The EC chief said he had raised the issue to the Belarusian delegation at the European Union‘s (EU) Eastern Partnership summit in Brussels earlier on Friday.
“I have to say as far as the commission is concerned, we do not consider this issue being bilateral issue between Lithuania and neighbouring country, it’s a European issue and I am being in full solidarity with Lithuanian president and Lithuanians when it comes to this point,” Juncker told a news conference.
“We will follow this very closely, this is not something we would deal with benign and neglect,” the EC president added.

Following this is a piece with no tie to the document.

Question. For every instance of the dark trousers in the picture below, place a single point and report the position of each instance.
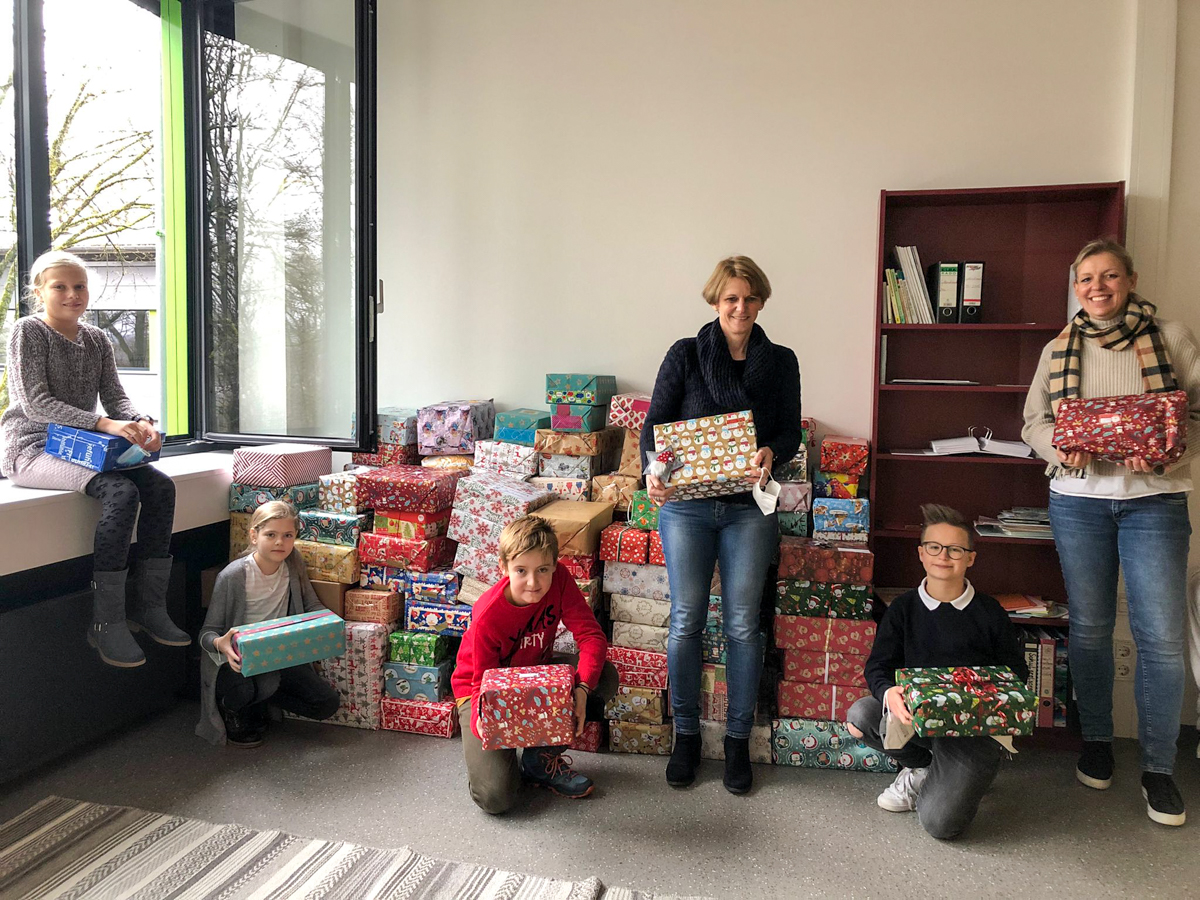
(960, 771)
(298, 690)
(492, 775)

As proposed by Lithuania, the demand to respect “the highest international nuclear safety and environmental standards” has been included in the final declaration of the meeting.
Lithuania has been accusing Minsk of building its Astravyets nuclear utility in an unsafe manner close to Lithuania’s border and its capital Vilnius. Meanwhile, the Belarusian foreign minister said at the meeting that his country was open to cooperation with the EU on the construction of the power plant.
In an effort to place additional burdens on the Astravyets project, Lithuania has pledged to block access of the unit’s electricity to the Lithuanian market. Two years ago, the Lithuanian government turned to Brussels with a request to launch discussions on the EU level about boycotting the electricity from unsafe power plants, however, did not secure support from the commission or other EU countries.
The power plant is being built by Russia‘s corporation Rosatom.